Nacho Libre Review

Nacho Libre
Nacho (Black) is a priest who’s into wrestling. To fund his orphanage’s shortage of salad come dinnertime, he moonlights as a heroic if notably unsuccessful wrestler. But can this be the work of God? And what will he do about his feelings for the new nun

by Ian Nathan |
Published on
Release Date:

11 Aug 2006

Running Time:

92 minutes

Certificate:

12A

Original Title:

Nacho Libre

These are the facts. Jack Black as Nacho, the tubby Mexican friar-turned-wrestler with a heart of pure gold and stretchy pants of sky-blue is hilarious, puckering up a thick, silly Latin accent where he pronounces “kisses” as “keeses” beneath an unpruned moustache borrowed from Zorro. Héctor Jiménez as Esqueleto The Skeleton, Nacho’s bone-bag of a wrestling partner, has ribs like railings and a smile that forklifts open. He’s as sweet as a pea and is frequently battered stupid. Mike White’s script is brimful of chipper nonsense and loopy set-ups throughout its winning tale of this hopeful but idiotic dreamer who cooks revolting stews for his orphan wards while living a double-life as a Lucha Libre fighter, and also wrestles with his growing desires for pretty Sister Encarnación. It’s more or less School Of Rock with gimp masks and hot nuns.

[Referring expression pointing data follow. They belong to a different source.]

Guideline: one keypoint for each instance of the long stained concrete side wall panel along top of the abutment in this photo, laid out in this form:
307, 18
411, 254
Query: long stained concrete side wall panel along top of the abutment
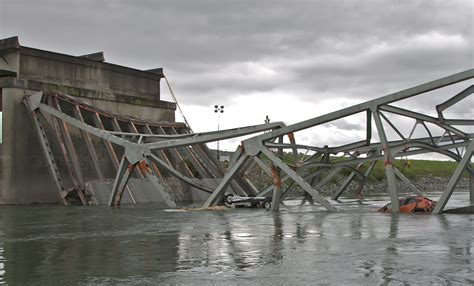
72, 71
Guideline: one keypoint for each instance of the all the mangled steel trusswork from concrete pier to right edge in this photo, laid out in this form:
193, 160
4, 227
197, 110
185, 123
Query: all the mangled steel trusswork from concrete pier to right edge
155, 150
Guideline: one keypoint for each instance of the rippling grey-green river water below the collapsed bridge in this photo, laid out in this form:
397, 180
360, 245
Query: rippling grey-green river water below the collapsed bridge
302, 244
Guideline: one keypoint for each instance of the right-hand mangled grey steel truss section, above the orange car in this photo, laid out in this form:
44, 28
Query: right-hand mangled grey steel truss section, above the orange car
361, 152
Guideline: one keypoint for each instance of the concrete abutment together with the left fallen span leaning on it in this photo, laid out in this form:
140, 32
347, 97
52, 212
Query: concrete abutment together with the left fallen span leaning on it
92, 129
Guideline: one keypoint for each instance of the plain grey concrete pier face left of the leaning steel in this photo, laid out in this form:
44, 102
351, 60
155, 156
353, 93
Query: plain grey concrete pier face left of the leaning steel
25, 175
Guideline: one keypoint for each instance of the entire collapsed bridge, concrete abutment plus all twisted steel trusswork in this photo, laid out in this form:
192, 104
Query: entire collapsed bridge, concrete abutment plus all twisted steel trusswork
79, 139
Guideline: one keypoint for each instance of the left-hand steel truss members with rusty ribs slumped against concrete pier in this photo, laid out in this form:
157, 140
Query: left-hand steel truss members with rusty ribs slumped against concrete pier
148, 150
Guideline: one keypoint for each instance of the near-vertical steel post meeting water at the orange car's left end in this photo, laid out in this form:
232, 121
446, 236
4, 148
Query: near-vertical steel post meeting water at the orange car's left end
389, 173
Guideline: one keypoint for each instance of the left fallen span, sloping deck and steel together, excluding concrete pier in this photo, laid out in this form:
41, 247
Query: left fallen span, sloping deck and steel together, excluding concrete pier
147, 161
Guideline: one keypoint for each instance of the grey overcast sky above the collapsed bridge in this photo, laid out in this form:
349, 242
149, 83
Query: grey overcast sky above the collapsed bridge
291, 60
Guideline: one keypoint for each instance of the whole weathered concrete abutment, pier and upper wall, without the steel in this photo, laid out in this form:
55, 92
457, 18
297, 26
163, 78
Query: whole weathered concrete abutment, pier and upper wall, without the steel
24, 70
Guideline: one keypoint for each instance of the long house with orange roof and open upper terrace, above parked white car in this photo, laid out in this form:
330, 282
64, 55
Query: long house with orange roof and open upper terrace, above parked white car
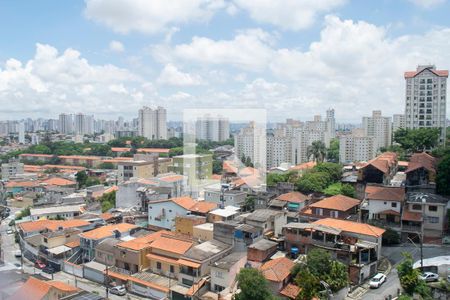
358, 245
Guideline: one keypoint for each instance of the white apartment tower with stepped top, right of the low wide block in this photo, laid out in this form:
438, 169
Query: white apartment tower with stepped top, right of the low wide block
380, 128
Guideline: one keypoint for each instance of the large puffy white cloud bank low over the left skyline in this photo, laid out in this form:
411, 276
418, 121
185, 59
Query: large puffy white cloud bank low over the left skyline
53, 82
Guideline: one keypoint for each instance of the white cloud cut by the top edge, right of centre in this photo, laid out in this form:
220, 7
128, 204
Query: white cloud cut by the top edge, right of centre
288, 14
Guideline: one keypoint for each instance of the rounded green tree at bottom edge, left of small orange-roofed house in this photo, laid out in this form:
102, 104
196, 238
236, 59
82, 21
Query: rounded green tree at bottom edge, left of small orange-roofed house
253, 286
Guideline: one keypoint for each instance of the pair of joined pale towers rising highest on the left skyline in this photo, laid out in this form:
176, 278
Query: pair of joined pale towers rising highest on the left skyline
152, 123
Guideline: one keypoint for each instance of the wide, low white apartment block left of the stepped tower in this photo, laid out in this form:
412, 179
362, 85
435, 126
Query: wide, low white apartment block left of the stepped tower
355, 148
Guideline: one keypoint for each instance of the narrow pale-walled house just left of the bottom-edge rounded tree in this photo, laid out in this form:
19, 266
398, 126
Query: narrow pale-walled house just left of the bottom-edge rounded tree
224, 271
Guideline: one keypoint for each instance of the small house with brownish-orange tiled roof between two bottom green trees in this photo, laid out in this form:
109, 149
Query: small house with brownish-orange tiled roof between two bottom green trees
278, 273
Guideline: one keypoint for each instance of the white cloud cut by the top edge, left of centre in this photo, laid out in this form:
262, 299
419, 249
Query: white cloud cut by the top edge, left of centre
149, 16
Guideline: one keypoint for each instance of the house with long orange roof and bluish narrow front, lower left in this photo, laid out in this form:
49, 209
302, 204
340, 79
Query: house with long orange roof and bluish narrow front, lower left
90, 239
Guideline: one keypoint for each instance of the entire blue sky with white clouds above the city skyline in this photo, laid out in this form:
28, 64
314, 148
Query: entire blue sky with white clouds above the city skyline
295, 58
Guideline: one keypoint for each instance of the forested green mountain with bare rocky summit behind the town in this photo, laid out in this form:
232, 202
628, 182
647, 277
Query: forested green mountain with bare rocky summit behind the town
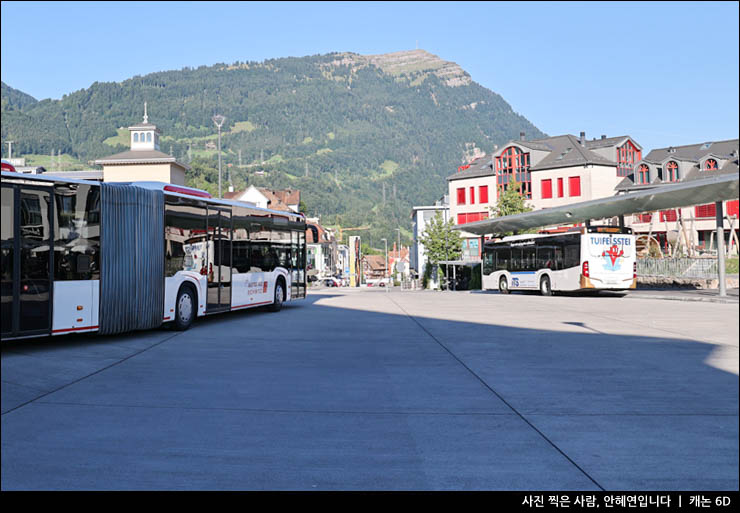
363, 137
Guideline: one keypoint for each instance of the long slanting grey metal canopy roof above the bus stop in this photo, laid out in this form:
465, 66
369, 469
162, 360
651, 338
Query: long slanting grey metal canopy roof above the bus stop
684, 194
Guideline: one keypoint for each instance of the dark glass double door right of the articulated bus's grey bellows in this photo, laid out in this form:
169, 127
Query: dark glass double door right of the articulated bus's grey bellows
219, 259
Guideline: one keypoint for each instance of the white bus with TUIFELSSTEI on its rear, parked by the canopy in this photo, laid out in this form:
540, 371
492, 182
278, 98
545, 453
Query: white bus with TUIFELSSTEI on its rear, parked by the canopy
591, 258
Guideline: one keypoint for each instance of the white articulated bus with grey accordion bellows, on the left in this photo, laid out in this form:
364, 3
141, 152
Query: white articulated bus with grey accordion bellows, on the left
83, 256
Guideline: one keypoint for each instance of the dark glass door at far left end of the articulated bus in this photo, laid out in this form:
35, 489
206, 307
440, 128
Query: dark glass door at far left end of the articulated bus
26, 242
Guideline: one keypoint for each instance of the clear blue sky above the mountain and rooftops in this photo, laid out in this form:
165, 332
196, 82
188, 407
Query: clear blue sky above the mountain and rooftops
665, 72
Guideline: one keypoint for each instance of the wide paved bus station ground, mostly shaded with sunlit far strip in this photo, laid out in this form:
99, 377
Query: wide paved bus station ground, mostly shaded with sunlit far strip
375, 390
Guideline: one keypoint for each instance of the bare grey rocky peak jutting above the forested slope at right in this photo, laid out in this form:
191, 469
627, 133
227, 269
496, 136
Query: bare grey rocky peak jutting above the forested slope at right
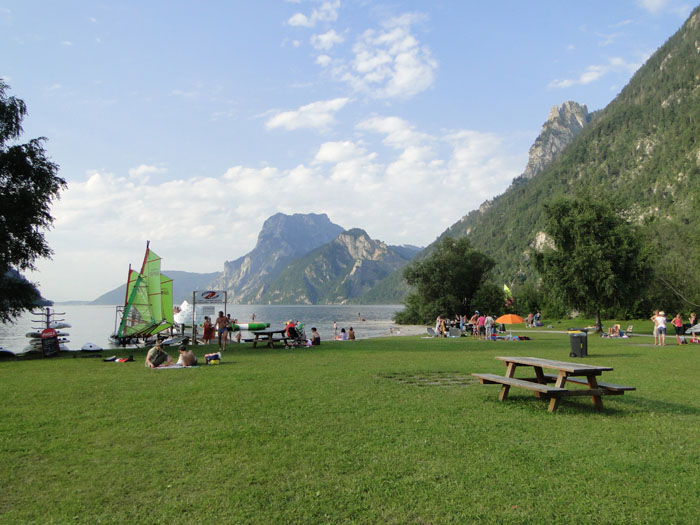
562, 125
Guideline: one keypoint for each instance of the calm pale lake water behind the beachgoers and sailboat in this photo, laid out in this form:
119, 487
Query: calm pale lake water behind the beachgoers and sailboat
94, 324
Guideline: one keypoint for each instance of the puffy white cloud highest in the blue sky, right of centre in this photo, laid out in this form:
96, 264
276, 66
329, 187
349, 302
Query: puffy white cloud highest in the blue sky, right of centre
390, 62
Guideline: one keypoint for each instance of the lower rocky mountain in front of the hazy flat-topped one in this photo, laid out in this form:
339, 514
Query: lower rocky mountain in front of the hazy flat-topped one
337, 272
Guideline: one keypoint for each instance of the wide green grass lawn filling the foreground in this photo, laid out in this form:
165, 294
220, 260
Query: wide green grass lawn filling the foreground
377, 431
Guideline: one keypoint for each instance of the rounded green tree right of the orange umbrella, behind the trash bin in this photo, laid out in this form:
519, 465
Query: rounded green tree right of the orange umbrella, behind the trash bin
597, 259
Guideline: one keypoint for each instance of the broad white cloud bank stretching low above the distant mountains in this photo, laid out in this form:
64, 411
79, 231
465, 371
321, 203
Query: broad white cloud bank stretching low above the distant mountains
423, 184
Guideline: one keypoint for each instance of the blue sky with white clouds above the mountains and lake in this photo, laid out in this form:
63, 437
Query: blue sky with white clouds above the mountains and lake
189, 123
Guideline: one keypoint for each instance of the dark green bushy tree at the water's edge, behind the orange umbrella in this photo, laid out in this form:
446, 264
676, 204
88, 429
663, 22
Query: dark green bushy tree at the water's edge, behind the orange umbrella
444, 282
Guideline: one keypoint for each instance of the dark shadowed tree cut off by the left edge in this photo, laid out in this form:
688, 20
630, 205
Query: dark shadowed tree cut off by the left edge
28, 184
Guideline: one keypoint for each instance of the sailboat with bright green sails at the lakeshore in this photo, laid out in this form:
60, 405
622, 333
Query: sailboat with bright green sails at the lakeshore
148, 303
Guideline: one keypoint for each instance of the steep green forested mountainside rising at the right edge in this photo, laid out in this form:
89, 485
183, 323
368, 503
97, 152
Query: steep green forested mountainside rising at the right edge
642, 151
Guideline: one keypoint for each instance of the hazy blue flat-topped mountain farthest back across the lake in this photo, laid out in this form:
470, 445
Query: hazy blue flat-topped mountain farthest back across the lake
282, 239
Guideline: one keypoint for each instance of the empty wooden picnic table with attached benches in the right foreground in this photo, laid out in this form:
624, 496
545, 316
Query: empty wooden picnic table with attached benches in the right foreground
577, 373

Yet, for all its ripe ingredients, Nacho Libre is never truly a funny film.

There lies a cavernous divide between the comic vim of the funny-in-his-sleep Black and the kooky-clever director’s determination to pace his mania at a stoner’s plod. Jared Hess, the man

behind the edgeless Napoleon Dynamite, is an indiephile dedicated to a folksy nothingness, the cinematic equivalent of stretchy pants — loose, comfy and shapeless. The humour seems glued in place. Gags are clearly present, but it’s as if they’ve been muffled with a pillow.

This isn’t necessarily bad direction: Hess takes the time to touch base with the demented world of Mexican Libre movies  — dotty, south-of-the-border B-pics from the ’60s in which barrel-chested wrestlers fight werewolves and aliens — and shoots the film with a dreamy, sunset glow.

It is just that this is entirely the wrong style of direction for the material, like a jazz band determinedly pursuing clarinet solos at a heavy metal gig.

By no means unpleasant, Nacho Libre is too genial to ever grate, and there are chuckles — Black posturing round a ring like a potbellied peacock in bright red Bridget Jones knickers could make the dead smirk — but the film so openly hints at what should have been that it drives you to distraction. As the self-deluded Nacho breaks into self-composed song before his final heroic bout, with all Black’s trademark noodling (“I ate some bugs, I ate some grass, I used my hand to wipe my… tears!”), the movie too starts to sing, but it’s an infrequent bit of bliss in an frustratingly long-winded and finally vapid comedy .

A daft idea perfectly calibrated to Black’s pop mania, then hermetically sealed by a director who thinks he’s making a Hal Hartley movie.